Bara menggantikan ayahnya sebagai direktur utama. Karna ayahnya sudah mau pensiun.
"Nayla ayo kita makan bersama siang nanti ya. Suami kamu tidak masuk Nay.?"
"Tidak katanya sudah izin."
"Izin....?"
"Iya kan da bilang sudah izin Tio. Masa aku bohong sih."
"Da izin sama siapa?" Sementara kalau izin melalui HRD.."
"Jadi maksudnya.. suamiku bohong gitu..?"
"Bukan gitu nayla. Tapi kayaknya ada yang janggal deh sama suami kamu. Masa tiap selesai gajian langsung izin tidak masuk kerja. Ingat ya Nayla bos kita yang baru orangnya tegas dan tidak menerima izin apapun yang tidak ACC darinya. Jadi kalau mau izin harus jauh jauh hari. Kecuali dadakan seperti meninggoi begitu. Selain itu tidak bisa izin dadakan."

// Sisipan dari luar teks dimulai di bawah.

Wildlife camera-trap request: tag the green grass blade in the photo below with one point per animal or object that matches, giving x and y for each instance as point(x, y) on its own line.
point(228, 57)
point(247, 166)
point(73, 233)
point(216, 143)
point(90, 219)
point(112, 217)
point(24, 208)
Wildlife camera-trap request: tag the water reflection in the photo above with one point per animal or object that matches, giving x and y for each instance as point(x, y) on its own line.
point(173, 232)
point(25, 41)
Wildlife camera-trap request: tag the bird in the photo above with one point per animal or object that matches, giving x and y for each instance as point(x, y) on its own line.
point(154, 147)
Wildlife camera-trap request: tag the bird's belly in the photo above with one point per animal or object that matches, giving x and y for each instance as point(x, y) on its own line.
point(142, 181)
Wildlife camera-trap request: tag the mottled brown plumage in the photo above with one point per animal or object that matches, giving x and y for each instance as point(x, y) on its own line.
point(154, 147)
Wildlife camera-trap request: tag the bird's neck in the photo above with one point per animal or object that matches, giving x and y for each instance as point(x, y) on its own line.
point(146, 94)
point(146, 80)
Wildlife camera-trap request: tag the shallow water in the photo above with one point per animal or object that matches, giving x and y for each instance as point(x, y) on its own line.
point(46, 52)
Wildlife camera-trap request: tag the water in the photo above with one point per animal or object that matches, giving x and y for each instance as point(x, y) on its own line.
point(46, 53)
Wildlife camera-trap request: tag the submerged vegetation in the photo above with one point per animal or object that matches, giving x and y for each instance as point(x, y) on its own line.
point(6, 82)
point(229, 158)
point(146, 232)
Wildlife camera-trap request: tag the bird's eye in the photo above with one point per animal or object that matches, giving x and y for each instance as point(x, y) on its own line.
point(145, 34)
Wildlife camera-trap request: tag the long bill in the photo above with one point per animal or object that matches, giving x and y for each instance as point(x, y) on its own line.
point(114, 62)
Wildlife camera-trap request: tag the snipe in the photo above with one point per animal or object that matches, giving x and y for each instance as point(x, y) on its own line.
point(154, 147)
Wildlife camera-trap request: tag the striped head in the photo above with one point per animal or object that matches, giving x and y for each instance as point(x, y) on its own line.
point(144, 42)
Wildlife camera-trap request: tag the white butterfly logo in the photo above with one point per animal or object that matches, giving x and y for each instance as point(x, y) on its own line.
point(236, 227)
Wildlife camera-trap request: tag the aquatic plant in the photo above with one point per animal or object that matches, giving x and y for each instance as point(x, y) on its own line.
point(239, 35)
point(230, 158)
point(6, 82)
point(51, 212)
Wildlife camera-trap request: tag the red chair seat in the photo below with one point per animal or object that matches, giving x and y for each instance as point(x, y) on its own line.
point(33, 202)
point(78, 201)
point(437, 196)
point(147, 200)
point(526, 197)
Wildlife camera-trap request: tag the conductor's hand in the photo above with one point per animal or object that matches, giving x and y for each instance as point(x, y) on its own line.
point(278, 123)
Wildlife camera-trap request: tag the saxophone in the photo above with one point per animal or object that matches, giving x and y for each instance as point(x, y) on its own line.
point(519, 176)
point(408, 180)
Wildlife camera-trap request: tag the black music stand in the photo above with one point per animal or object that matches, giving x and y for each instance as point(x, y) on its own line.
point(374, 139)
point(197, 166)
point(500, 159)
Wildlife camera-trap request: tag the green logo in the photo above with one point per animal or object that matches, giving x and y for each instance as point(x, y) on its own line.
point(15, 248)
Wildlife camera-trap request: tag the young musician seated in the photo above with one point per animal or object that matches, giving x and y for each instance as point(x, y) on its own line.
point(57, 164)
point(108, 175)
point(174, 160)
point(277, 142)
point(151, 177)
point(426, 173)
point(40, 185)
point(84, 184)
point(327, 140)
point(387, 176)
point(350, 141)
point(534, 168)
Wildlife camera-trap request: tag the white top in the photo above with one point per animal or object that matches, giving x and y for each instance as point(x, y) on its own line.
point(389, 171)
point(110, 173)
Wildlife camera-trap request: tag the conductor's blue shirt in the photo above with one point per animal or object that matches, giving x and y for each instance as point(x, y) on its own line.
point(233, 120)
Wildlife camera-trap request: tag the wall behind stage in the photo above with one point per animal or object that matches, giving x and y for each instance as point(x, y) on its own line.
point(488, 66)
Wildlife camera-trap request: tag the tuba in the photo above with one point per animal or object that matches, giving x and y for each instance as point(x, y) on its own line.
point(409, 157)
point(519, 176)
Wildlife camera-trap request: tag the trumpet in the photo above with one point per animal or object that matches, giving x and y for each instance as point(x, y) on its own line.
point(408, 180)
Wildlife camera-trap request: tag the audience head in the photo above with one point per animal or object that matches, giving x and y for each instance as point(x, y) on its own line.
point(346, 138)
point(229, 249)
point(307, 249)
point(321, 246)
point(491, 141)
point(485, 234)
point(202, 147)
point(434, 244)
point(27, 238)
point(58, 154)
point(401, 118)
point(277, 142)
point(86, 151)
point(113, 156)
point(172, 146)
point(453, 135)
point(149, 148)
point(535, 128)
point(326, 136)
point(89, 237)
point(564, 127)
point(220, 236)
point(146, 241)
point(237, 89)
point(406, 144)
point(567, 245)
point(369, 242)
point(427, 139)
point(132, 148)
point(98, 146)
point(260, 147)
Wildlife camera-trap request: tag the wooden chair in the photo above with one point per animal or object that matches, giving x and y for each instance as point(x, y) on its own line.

"Yaudah terserah dia. Yang penting sudah mengingatkannya tadi pagi."
Jawaban Nayla kali ini ketus mengingat kata kata suaminya tadi pagi. Da bilang aku tidak penting seburuk itu kah di matanya. Nayla masuk di ruangannya. Banyak dokumen yang harus di selesaikannya mengingat ini bos baru jadi harus hati hati dan teliti dalam bekerja. Tak etis langsung kena SP sama dia.
Sementara Edi di rumah baru mau berangkat ke rumah ibunya yang berseblahan kompleks. Dia ingin bertemu dengan istri keduanya. Mereka menikah baru tiga bulan. Mereka belum terang terangan takut Nayla tidak membiayai hidup mereka. Dengan pakaian necisnya dia keluar kamar sambil bersiul....
Awal bulan mereka berencana akan pergi jalan jalan di mall. Hanya sepuluh menit akhirnya sampai juga di rumah ibunya.
"Sayang... " Mira langsung memeluk suaminya sementara Sari lagi belanja sayuran di depan rumah beserta ibu ibu lain.
"Bu kok Edi punya bini lagi yah. Emang sudah dapat izin dari Nayla. Takutnya nanti ketahuan dapat di laporkan loh kekantor polisi."
"Sudah Nayla bahkan dengan suka rela mengizinkan suaminya menikah lagi. Karna sudah setahun menikah belum punya anak. Sementara itu baru tiga bulan menikah sudah isi."
Ibu ibu yang lain hanya ber.. ohh riah saja dari tadi. Setelah itu Sari masuk dalam rumahnya. Menantunya lagi hamil tidak di suruh ngapa ngapain.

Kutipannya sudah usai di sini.